You notice some pimply looking lesions on your child's legs. A quick trip to the doctor and you reach your diagnosis: molluscum. Molluscum is a skin virus commonly found in children. A quick search on Google will overwhelm a parent with possible treatment options, many of which are conflicting. In most situations, the treatment is simple- do nothing. Let the virus runs it's course.

Unfortunately, molluscum can take years to disappear and leave your child to deal with unsightly marks for months that can cause bullying and ridicule among peers. The virus is also highly contagious and can be passed from child to child. If you are a parent with multiple children at home, preventing the spread of molluscum is tiresome and labor intensive. Baths will have to be taken separately, as well as keeping clothes, sheets, and bath towels all separated. Lesions spread through contact and are aggravated by itching. If your child contracts it in the summer months, bandaging or covering the lesions with clothes will be more difficult. So what to do?

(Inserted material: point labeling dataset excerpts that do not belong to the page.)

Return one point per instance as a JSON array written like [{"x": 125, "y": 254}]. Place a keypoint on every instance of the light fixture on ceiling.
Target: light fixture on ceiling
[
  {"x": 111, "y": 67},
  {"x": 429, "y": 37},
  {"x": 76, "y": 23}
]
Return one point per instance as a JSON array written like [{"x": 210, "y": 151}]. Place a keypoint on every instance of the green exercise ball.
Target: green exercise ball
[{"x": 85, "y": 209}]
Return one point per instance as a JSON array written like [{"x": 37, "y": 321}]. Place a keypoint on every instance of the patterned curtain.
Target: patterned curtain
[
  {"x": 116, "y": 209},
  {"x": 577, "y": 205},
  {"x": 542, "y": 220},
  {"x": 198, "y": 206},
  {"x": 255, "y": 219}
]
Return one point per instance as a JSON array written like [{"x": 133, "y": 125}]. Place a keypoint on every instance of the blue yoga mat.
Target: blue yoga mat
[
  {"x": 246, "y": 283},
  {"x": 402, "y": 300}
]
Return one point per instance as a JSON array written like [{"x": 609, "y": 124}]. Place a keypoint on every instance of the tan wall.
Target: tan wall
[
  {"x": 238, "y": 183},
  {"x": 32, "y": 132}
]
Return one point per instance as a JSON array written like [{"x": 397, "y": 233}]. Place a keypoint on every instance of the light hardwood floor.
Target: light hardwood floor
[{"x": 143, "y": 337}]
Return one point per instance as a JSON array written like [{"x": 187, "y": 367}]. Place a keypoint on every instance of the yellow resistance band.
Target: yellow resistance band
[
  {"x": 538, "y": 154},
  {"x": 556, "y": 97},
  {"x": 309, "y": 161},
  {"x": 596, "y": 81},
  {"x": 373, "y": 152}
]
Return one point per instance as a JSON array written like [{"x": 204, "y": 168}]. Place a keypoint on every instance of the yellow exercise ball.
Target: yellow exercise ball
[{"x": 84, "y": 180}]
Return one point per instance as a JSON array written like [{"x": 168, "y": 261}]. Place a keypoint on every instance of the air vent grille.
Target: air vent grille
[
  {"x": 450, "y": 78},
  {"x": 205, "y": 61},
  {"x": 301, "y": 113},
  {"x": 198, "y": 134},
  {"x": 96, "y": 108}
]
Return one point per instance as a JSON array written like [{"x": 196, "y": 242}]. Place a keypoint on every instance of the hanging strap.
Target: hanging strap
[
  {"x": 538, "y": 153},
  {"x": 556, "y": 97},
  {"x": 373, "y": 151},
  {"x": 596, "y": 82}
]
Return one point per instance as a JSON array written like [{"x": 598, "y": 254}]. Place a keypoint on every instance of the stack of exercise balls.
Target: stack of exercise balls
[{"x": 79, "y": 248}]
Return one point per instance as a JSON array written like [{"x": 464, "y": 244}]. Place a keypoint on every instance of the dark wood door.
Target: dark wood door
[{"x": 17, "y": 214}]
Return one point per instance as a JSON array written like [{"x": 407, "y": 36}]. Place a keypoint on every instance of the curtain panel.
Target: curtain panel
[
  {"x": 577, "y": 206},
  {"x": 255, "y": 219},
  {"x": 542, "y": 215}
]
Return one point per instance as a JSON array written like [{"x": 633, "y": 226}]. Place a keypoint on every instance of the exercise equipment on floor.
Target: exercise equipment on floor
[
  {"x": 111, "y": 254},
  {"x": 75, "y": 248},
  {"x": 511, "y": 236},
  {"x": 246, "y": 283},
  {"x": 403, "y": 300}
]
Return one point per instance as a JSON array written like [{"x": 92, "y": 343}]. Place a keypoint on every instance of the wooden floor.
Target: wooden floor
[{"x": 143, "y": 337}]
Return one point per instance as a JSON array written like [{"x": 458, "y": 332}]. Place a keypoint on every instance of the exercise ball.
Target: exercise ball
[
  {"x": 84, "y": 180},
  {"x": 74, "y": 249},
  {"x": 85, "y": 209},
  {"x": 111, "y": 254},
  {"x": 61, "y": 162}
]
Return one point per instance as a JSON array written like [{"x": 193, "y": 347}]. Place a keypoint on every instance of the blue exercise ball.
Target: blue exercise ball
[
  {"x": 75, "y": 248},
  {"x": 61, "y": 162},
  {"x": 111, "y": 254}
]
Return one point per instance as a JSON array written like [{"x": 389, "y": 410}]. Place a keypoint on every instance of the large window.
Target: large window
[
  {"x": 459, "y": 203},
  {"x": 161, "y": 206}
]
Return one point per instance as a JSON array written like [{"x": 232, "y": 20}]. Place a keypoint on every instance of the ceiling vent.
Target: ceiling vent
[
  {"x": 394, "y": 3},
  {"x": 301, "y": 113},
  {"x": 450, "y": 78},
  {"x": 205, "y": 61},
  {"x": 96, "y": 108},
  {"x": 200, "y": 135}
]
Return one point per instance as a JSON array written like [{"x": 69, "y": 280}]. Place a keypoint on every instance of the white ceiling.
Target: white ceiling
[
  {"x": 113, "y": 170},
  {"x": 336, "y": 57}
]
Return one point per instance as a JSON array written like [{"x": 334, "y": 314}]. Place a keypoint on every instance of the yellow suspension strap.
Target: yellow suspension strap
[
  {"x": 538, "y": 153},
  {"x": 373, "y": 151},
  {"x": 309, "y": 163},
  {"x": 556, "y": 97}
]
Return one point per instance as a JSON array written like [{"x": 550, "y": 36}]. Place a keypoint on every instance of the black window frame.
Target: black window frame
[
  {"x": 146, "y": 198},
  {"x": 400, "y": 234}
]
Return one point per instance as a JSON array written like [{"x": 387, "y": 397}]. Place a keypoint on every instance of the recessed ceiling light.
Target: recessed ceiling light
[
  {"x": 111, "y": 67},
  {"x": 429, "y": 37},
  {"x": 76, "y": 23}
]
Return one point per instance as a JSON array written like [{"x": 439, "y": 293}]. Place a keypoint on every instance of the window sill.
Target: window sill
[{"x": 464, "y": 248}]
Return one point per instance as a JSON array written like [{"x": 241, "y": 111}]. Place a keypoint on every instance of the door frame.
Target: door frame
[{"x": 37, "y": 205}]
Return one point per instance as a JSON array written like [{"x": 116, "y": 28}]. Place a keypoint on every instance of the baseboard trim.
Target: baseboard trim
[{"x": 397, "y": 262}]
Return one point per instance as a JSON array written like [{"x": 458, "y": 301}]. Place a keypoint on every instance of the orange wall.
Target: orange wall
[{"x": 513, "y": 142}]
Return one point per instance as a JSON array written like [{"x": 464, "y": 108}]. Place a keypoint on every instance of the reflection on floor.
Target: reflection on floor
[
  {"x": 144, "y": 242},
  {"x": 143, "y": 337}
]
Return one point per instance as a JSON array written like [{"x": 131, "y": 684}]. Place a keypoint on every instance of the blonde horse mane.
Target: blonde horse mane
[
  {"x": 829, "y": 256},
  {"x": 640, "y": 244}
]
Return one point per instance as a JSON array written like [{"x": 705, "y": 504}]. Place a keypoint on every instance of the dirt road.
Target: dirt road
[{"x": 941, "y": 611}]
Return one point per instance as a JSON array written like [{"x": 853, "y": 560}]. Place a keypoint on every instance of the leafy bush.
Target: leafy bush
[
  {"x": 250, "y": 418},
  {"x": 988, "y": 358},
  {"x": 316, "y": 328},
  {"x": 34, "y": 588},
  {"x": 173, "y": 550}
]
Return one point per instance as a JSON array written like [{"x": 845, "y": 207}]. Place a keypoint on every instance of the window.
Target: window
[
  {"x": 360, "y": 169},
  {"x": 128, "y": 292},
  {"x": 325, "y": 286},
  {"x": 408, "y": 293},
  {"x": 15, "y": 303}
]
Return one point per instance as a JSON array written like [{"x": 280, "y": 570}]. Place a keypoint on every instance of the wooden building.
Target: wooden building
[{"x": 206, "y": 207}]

Here are several popular treatment options:

1. Cryotherapy: Freezing the lesion with liquid nitrogen. This is performed in a dermatologist's office. The primary problem with this method is that it isn't fast. By the time the body reacts with an immune response, other crops of lesions may have popped up.

2. Homeopathic Remedies: These abound on popular parenting forums and websites. Most include some sort or bandage, wart removal, or other creams. These treatments certainly won't harm your child, but may not speed the elimination of the virus.

3. Cantharone. It is a blistering agent that can only be administered in a doctor's office. A drop is placed on each lesion. Within several hours, a blister will form, initiating an immune response from the body to the site of the lesion. The virus is active inside the lesion. In order to prevent spreading, you may be instructed to pop each blister with a sterile pin, to ensure that no liquid erupts if it were to pop on it's own. Each blister can then be applied with a topical antibiotic ointment and re-bandaged.

The advantage to Cantharone is that it is fast and effective. Though mildly uncomfortable, within several days, each lesion will become a scab. The fast treatment prevents the virus from spreading to other places. Since the virus lives only on the skin, eradicating any active lesions essentially stops the virus.

Other treatments are slower and by the time the treated lesion has disappeared, the child usually has spread it to another spot on his or her body through scratching.

If your child has molluscum, ask your doctor about Cantharone as a treatment.